Remember that a function that is a probability density function must satisfy:

$$f(x) \ge 0 \hbox{ and } \int_{-\infty}^{\infty} f(x)\ dx = 1$$

f(x) = 4x doesn't satisfy these properties. Frequently pdf's are expressed as piecewise defined functions. For example:

f(x) = 0 for x ≤ 0, f(x) = 2x for 0 ≤ x ≤ 1, f(x) = 0 for x > 1. Then you would check the property like this:

$$\int_{-\infty}^{\infty} f(x)\ dx = \int_{-\infty}^{0} 0\ dx +\int_{0}^{1} 2x\ dx + \int_{1}^{\infty} 0\ dx$$

3. Jul 8, 2010

### giddy

Im sorry I just used to 4x because when I type the equations in my book the latex just gets messed up (Spent about 20 mins on last post) What I really want to understand is how to evaluate an integral when its infinite.
I'm going to write integration from a to b as I(a,b) ?

Printer cartridge has a life modeled by : f(x) = 400x-2 for x >= 400

Find the probability that such a cartridge has a life of atleast 500 hrs. So P(X >= 500)
I(infinity, 500) 400x-2 = [-400/x] where x = (infinity, 500)
The answer is 4/5. How do you arrive at that answer? How do eval the infinity part?

4. Jul 8, 2010

### LCKurtz

Those types of integrals are called improper integrals. You do them by using finite limits and let the limits go to infinity:

$$\int_{500}^{\infty} \frac {400}{x^2}\, dx = \lim_{b \rightarrow\infty}\int_{500}^{b} \frac {400}{x^2}\, dx$$

Just work it out with the b and let b go to infinity in the answer. You will likely find out the term with the b goes to zero since the b is in the denominator.

5. Jul 9, 2010

### giddy

That makes sense.... ok What about situations with a minus infinity and limits that tend to infinity. Like
$$f(x) = \frac{1}{15}(x^2 + 2x)$$ find P(X<1.5)
$$\int_{-\infty}^{1.5} f(x) dx$$
In this case I can see it would tend to zero but what if x were on the denominator? The expression would tend to infinity right?

Also this function $$f(x) =\frac{1}{4}(1 -\frac{x}{8})$$ to find P( X > 6)
$$\int_{\infty}^{6} f(x) dx$$
After integration this would be $$(\frac{x}{4} - \frac{x^2}{64})$$ So again when x = infinity this expression would tend to infinity? Right? The answer suggests it should tend to 1??

Last edited: Jul 9, 2010
6. Jul 9, 2010

### giddy

Repeat Post!

Last edited: Jul 9, 2010
7. Jul 9, 2010

### LCKurtz

You are never going to get anything that makes sense if your f(x) formulas don't represent probability densities. A polynomial can never be a probability density function defined for all x. The only time you will see a polynomial formula for a density is for a piecewise defined function where the polynomial represents f(x) only on a finite region where it is positive and its integral is 1, and f(x) is zero elsewhere. I'm guessing you are missing the "zero elsewhere" part when calculating your integrals.

8. Jul 10, 2010

### giddy

ah, ok I understood quite a bit from that. But there is still just one more problem...

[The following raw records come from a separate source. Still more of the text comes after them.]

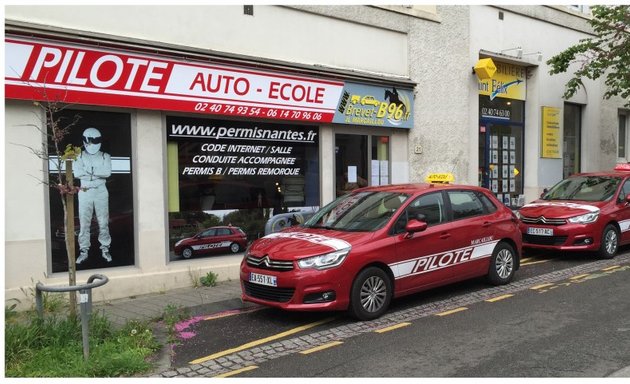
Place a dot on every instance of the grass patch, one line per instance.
(53, 348)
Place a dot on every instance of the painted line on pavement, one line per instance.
(499, 298)
(262, 341)
(446, 313)
(534, 262)
(322, 347)
(229, 313)
(393, 327)
(237, 371)
(542, 286)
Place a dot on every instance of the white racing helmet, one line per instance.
(92, 140)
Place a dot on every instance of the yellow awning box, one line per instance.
(485, 68)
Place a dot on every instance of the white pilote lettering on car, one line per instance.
(437, 261)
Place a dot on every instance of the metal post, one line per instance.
(85, 301)
(85, 321)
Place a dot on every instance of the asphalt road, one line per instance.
(564, 316)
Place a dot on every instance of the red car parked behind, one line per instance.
(584, 212)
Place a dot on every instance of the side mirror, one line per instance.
(414, 226)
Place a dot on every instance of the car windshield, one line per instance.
(363, 211)
(586, 188)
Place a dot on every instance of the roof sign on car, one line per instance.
(440, 178)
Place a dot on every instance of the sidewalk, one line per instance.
(225, 295)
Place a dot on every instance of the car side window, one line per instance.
(209, 232)
(490, 207)
(625, 191)
(429, 208)
(223, 232)
(465, 204)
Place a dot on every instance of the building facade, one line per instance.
(270, 112)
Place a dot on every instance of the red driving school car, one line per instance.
(212, 240)
(584, 212)
(377, 243)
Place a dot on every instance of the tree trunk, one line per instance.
(70, 240)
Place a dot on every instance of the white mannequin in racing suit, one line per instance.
(93, 167)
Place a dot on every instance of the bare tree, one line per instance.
(60, 179)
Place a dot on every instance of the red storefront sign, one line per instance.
(41, 70)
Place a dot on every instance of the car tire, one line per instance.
(502, 264)
(187, 253)
(371, 294)
(609, 243)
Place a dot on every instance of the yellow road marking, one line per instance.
(446, 313)
(534, 262)
(498, 298)
(322, 347)
(232, 313)
(237, 371)
(387, 329)
(542, 286)
(262, 341)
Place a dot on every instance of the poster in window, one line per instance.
(251, 177)
(104, 224)
(494, 143)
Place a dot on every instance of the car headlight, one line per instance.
(329, 260)
(590, 217)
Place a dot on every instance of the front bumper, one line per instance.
(305, 290)
(567, 237)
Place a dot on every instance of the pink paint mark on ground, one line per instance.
(182, 327)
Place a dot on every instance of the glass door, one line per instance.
(501, 149)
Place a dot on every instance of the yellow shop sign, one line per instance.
(508, 82)
(485, 68)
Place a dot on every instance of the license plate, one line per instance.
(257, 278)
(540, 231)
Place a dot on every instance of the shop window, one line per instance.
(104, 224)
(352, 168)
(238, 174)
(379, 167)
(571, 139)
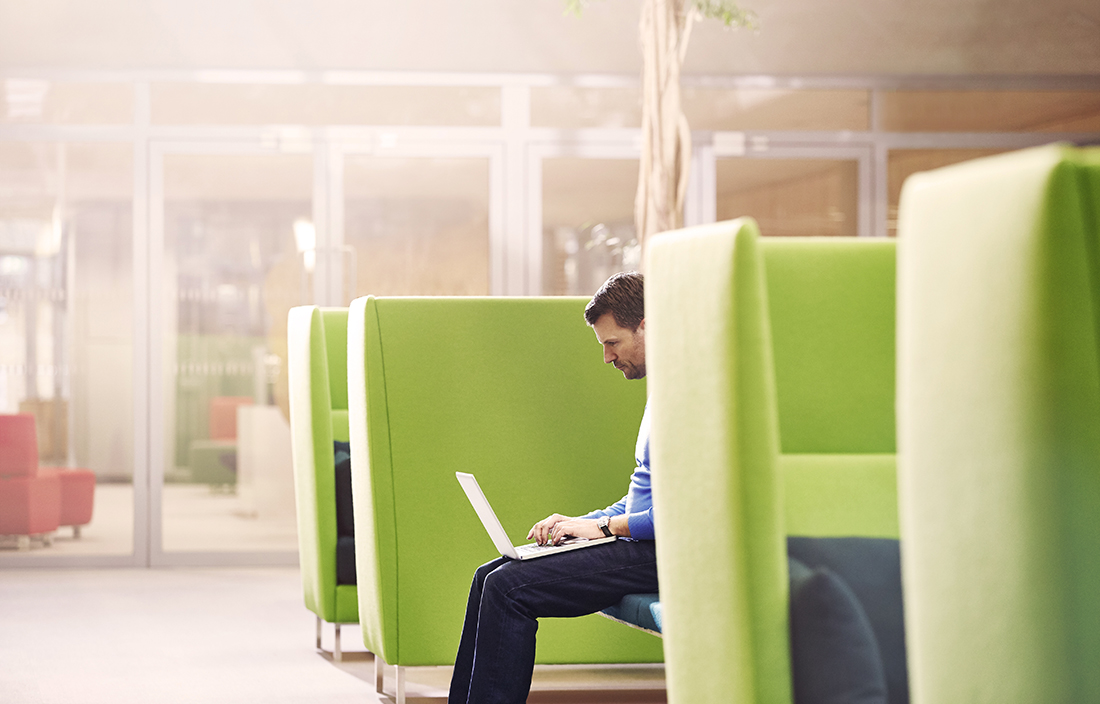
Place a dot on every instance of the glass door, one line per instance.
(418, 220)
(234, 245)
(67, 345)
(581, 210)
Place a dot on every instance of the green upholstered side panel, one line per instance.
(336, 344)
(999, 429)
(832, 306)
(369, 430)
(721, 550)
(310, 358)
(840, 494)
(513, 389)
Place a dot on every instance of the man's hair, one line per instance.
(624, 296)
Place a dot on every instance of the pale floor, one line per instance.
(218, 635)
(196, 519)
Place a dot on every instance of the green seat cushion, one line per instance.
(642, 611)
(840, 494)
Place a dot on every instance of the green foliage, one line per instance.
(574, 7)
(730, 13)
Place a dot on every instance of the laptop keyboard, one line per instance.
(534, 549)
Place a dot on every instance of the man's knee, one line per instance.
(484, 571)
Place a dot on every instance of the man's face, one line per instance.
(624, 348)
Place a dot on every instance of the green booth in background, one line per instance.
(771, 372)
(318, 392)
(512, 389)
(999, 427)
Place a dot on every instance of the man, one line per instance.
(496, 652)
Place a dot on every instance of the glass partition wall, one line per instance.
(231, 227)
(156, 229)
(66, 327)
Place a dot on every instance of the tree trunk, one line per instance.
(666, 138)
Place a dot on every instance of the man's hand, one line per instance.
(540, 531)
(556, 528)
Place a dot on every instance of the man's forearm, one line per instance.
(619, 526)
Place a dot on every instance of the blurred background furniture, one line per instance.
(512, 389)
(35, 501)
(78, 495)
(999, 427)
(318, 392)
(771, 367)
(213, 460)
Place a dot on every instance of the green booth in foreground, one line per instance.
(771, 372)
(513, 391)
(999, 427)
(318, 389)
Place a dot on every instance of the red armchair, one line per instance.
(30, 499)
(36, 501)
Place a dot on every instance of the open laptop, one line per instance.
(501, 539)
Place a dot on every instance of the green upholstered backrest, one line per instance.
(755, 345)
(512, 389)
(999, 428)
(831, 305)
(716, 487)
(318, 394)
(832, 312)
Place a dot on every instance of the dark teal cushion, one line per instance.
(871, 569)
(834, 656)
(345, 521)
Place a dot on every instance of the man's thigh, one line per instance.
(578, 582)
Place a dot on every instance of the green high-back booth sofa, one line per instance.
(512, 389)
(318, 389)
(999, 427)
(771, 372)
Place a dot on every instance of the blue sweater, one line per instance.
(638, 503)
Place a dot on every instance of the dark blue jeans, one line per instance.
(496, 653)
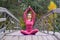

$$f(x) =\frac{1}{4}(1 -\frac{x}{8})$$
for 0 <= x <= 8, 0 otherwise. Find P(X > 6)

So after integration $$\int_{6}^{\infty }\frac{1}{4}(1 -\frac{x}{8}) dx$$ it turns into $$(\frac{x}{4} - \frac{x^2}{64})$$
Substituting in x:
0 - 15/16 = -15/16
But the answer to this is 1/16 which suggests the infinity part should be one, but it says 0 otherwise right?

9. Jul 10, 2010

### vela

Staff Emeritus
Take a look at post #2 in this thread again.